Schreibung englischer Begriffe

Schreibt man Hand-out oder Handout? Oder vielleicht sogar Hand-Out?

Werden englische Zusammensetzungen getrennt- oder zusammen-, groß- oder kleingeschrieben?

Regel und Ausnahme

Die Grundregel: Innerhalb eines deutschen Textes unterliegen auch fremdsprachliche Wörter den deutschen Regeln der Groß- und Kleinschreibung bzw. der Getrennt- und Zusammenschreibung.

Ausnahme: Man zitiert – es muß dann die Schreibung genau wie vorgefunden in die Anführungsstriche übernommen werden.

Hauptwort vorn

Zusammen oder mit Bindestrich

Auch wenn das Wort im Englischen nicht zusammengeschrieben wird: In einem deutschen Text sind zwei Wörter, die einen Begriff bilden, zusammenzuschreiben.

Handout, Assessmentcenter, Desktoppublishing, Salesmanager, serverbasiert

Zur besseren Lesbarkeit kann man bei diesen Wörtern einen Bindestrich setzen. Der erste Bestandteil der Zusammensetzung wird dabei stets großgeschrieben, der zweite nur, wenn dieser ein Hauptwort ist:

Hand-out, Assessment-Center, Desktop-Publishing, Sales-Manager, Server-basiert

Diese Regel gilt auch, wenn die Zusammensetzung aus einem englischen und einem deutschen Wort besteht:

Pay-back-Angebot (alternativ: Payback-Angebot)

Adjektiv vorn

Groß, getrennt und ohne Bindestrich

Kombinationen aus Adjektiv und Hauptwort werden getrennt und ohne Bindestrich geschrieben, der erste Bestandteil wird jedoch großgeschrieben:

Compact Disc, Grand Slam, Open Source, First Level, Single Point of Contract

Ausnahme: Kombinationen, bei denen die sprachliche Betonung auf dem ersten Bestandteil liegt. Hier ist auch die Zusammenschreibung erlaubt:

Hotdog, Softdrinks, Hardware, Software, Gangway

Substantivierte Zusammensetzungen

Werden solche Begriffe jedoch substantiviert (als Hauptwort verwendet), stehen grundsätzlich Bindestriche (sog. Durchkopplung). Der erste und letzte Bestandteil werden dabei großgeschrieben, die mittleren nur bei Hauptwörtern:

das Open-Source-Management, die Single-Point-of-Contract-Analyse, das Open-Air-Konzert

Plural (Mehrzahl)

Anders als im Englischen, wo Wörter, die auf -y auslauten, im Plural eine Wandlung in -ies erfahren (Baby → Babies, Party → Parties, Pony → Ponies, Hobby → Hobbies), wird im Deutschen lediglich ein Plural-s angehängt (Babys, Partys, Ponys, Hobbys).

Anredeformen

Auf Metapedia-Artikelseiten werden die Leser generell in der „Sie-Form“ angesprochen.

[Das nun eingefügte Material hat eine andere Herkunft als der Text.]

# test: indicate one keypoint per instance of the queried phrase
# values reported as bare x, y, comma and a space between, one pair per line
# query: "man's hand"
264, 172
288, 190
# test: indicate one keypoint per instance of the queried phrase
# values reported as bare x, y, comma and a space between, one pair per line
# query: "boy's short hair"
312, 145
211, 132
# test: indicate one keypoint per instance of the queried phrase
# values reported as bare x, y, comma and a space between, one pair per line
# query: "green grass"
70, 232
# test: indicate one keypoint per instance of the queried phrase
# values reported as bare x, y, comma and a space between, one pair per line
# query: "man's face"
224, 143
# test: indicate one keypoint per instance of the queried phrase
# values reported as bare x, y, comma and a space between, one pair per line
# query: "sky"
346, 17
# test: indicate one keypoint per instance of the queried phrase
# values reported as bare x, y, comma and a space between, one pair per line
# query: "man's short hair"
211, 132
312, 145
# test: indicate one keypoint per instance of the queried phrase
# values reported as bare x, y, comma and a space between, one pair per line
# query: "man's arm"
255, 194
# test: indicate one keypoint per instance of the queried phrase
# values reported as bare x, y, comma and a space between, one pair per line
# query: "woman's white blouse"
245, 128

Auf den Benutzerseiten und Diskussionsseiten wird von den Metapedia-Autoren untereinander üblicherweise die „Du-Form“ verwendet.

Kurzformen für „Vereinigte Staaten“ und „Vereinte Nationen“

Verbindlich sind die Abkürzungen „USA“ bzw. „US“ (statt früher „VSA“ und „VS“) und „UNO“ bzw. „UN“ (statt früher „VN“). Vorhandene alte Schreibungen können anläßlich einer Artikelbearbeitung den neuen angepaßt werden, dann aber nur einheitlich im ganzen Artikel, einschließlich Fußnotentexte.

Verständlichkeit

Metapedia ist eine allgemeine Enzyklopädie und kein Fachbuch und sollte auch für am Thema interessierte Neueinsteiger verständlich sein. Fremdwörter und Fachausdrücke, die nicht allgemein bekannt sind, sollten vermieden werden. Versuche aber nicht, Fachbegriffe, für die es keine allgemein akzeptierte deutsche Übersetzung gibt, zwanghaft zu übertragen. Mache statt dessen darauf aufmerksam, daß es ein Fachterminus ist und erläutere ihn nach Möglichkeit in einem Nebensatz. Ist dies nicht möglich, ist es angeraten, für den Begriff einen eigenen Artikel zu erstellen.

Anglizismen

Anglizismen sind in Metapedia nach Möglichkeit zu vermeiden und durch passende deutsche Äquivalente zu ersetzen. Eine Liste mit Anglizismen und Empfehlungen für deutsche Ausdrücke findet sich unter Metapedia: Anglizismen.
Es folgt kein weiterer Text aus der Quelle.